This isn’t just a matter of editorial taste: While the science of climate change has become increasingly detailed and certain, the realities of laboratory studies haven’t translated to the public, leading people like Yale Climate Connections editor Bud Ward to rethink not what they cover, but how they cover it.
“There’s long been this idea if you knew what I knew then you’d do what I do,” says Ward. “That assumes that the audience is a blank slate. And if they only knew that CO2 contributed to global warming, then they would change their behavior. Unfortunately, we’re realizing now that isn’t the case.”
While journalists and media outlets have largely overcome the beat problem of ‘false balance’–covering the opinions of climate change skeptics and climate scientists with equal weight–more accurate reporting isn’t translating to a tipping point where the public perception matches the consensus among scientists. According to a recent Gallup poll, only 24 percent of Americans surveyed saw climate change as an issue worth “a great deal” of concern. The issue was rated second-to-last in terms of importance, just before “race relations” on the survey. (Fifty-one percent responded that climate change was worthy of little to no worry.) And according to the most recent US National Climate Assessment, conducted in April, 64 percent of Americans surveyed believe global warming is happening, a rate that’s remained relatively steady since 2008. The percentage of survey respondents who didn’t believe global warming was happening–19 percent–has also remained relatively unchanged.
The onus isn’t on journalists to broadly influence the public state of knowledge, but as gatekeepers to science, it’s disconcerting that better reporting hasn’t translated to a more informed, or engaged, public. This may be because climate change is a particularly difficult story to tell: The causes of climate change are invisible, and its most egregious effects will happen in the distant future.
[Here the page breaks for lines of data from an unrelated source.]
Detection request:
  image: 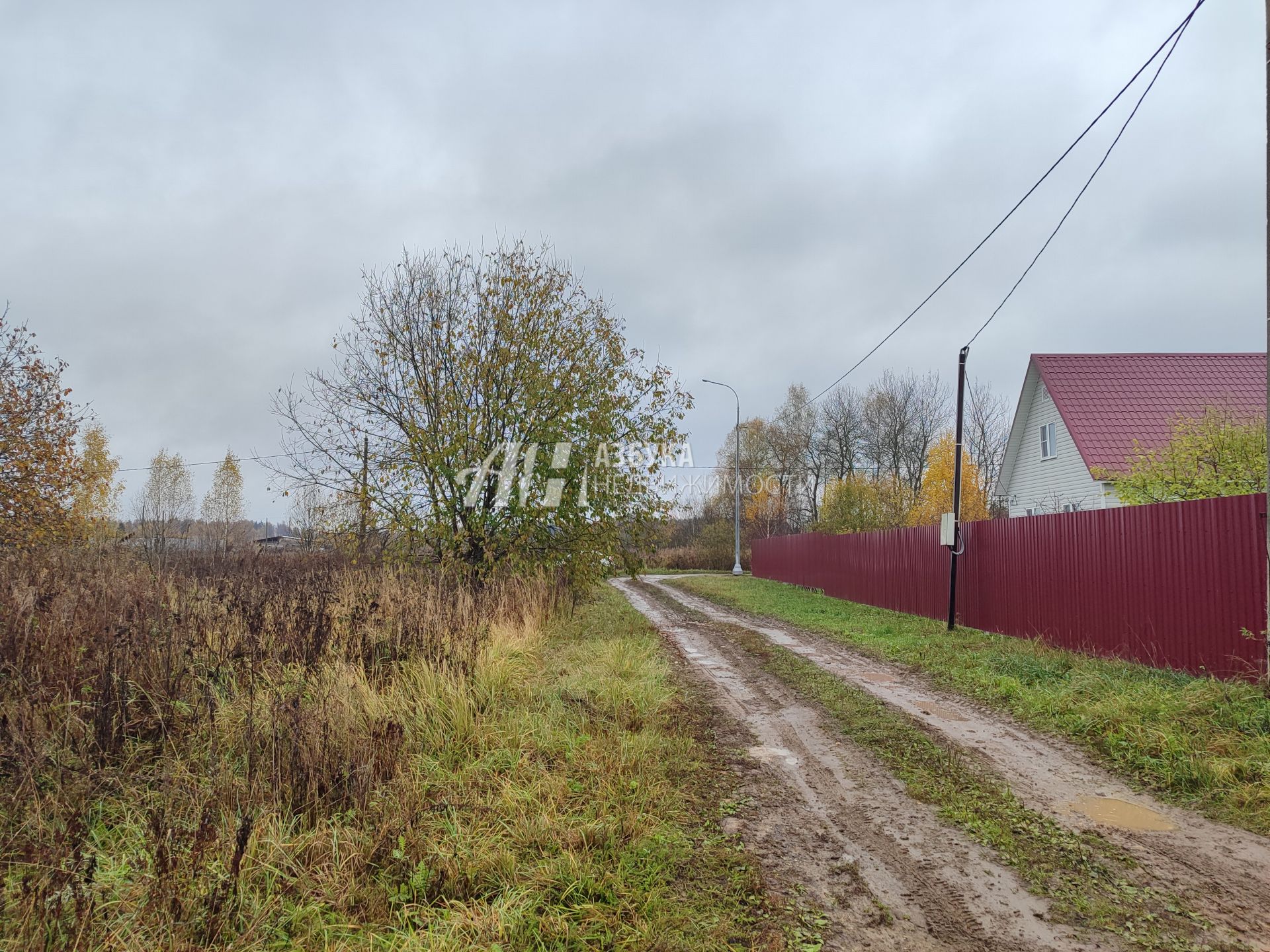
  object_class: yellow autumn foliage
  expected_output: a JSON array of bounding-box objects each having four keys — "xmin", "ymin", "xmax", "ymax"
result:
[{"xmin": 908, "ymin": 433, "xmax": 991, "ymax": 526}]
Making climate change relatable by tying it to concrete events–like extreme weather–can backfire; studies have shown that though connecting fear-based events to climate change can direct attention to the subject, those same attentive readers often interpret the coverage as hyperbole. (And often they’re right.) And work from decision scientists, like Yale’s Dan Kahan, suggests that more information doesn’t translate to more reasoned conclusions about subjects like climate change. In a 2010 paper published in the Journal of Risk Research, Kahan found that scientific literacy didn’t correlate with concern about climate change; instead concern about climate change was triggered by cultural affiliations. Another study showed, similarly, that people were more likely to be receptive to articles that didn’t counteract their cultural affiliations–say an article about advocating for geo-engineering, rather than one calling for strict carbon regulations. “It is not enough to assure that scientifically sound information–including evidence of what scientists themselves believe–is widely disseminated,” read the study. “To overcome this effect, communicators must attend to the cultural meaning as well as the scientific content of information.”
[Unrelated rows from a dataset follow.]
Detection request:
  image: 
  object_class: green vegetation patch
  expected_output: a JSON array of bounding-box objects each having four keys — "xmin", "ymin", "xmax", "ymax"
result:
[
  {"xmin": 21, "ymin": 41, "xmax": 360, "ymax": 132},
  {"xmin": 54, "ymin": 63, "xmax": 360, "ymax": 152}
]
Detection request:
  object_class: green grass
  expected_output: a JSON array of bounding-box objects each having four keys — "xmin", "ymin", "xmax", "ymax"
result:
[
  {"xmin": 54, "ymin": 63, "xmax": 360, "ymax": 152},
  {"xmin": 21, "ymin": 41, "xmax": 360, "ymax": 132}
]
Research institutions have been trying to make their work more effective in light of this research by releasing their own narratives about how climate change affects people. The National Center for Atmospheric Research has puts out its own YouTube videos, while the American Association for the Advancement of Science released a whole campaign. The National Climate Assessment Report comes with an interactive website where users can explore the effects and risks that come from climate change in their own state. And journalistic entities, like the Showtime documentary “The Years of Living Dangerously,” have experimented with using journalistic techniques to tell emotional stories that aren’t based on a news hook.
But blatantly attempting to trigger viewers’ emotions may well run contrary to journalistic ethics; reporting in a way that urges readers toward a particular opinion has a handy label: bias.
“My job is to tell readers what is happening in science, to provide facts, data, and context,” wrote Seth Borenstein, who covers climate science for the Associated Press, in an email to CJR. “I view myself as a mirror, who also factchecks to provide the most accurate picture of what’s happening. I seek out good and illuminating stories on global warming, which is one of the most important science stories of our time. I do not see my job as trying to influence readers’ views, just inform.”
“If you think just communicating [Intergovernmental Panel on Climate Change] findings more clearly and more frequently is going to do anything, then you’re just missing that whole body of work,” says Andrew Revkin. Revkin, who left the staff of The New York Times in 2009 to become a fellow at Pace University’s Academy for Applied Environmental Studies and write the Dot Earth blog on the opinion side of the Times, says that notion was what led him to shift his career: “Do I want to spend the next 20 years of my life writing good conventional journalism about global warming when I know it’s not effective?”
Others, like Adam Corner, say that the journalistic problem can be ameliorated by better communication at the research end of things–tying a dry release to more compelling science. Corner is a researcher for the Climate Outreach and Information Network, which is in the midst of studying how groups can better retool outreach to resonate with readers.
“There’s a real kind of absence of inspiring programming or engagement to go with all this amazing science we’re producing. Even people that already know about this kind of stuff, if you say the acronym IPCC, they don’t really know what it is,” says Corner.
“It has to do with how politically contentious the issue is,” he says. “If we were writing something about obesity, it would totally feature a family and it would show how obesity has ruined their lives and there would be a box: 10 thing you can do to prevent obesity. And if someone did that about climate change, everyone would say, ‘Oh it’s a piece of activism.'”
Meanwhile, the newly minted “Yale Climate Connections” is hoping that by putting more solutions stories (“without putting a happy face on the issue,” says Ward) and producing and distributing free radio broadcasts from a set of 13 correspondents, five days a week , they’ll be better able to influence and engage.
“I really don’t want to lose what we used to call a ‘class audience’ of professionals,” says Ward. “At the same time, I want to be accessible to that person on the street.”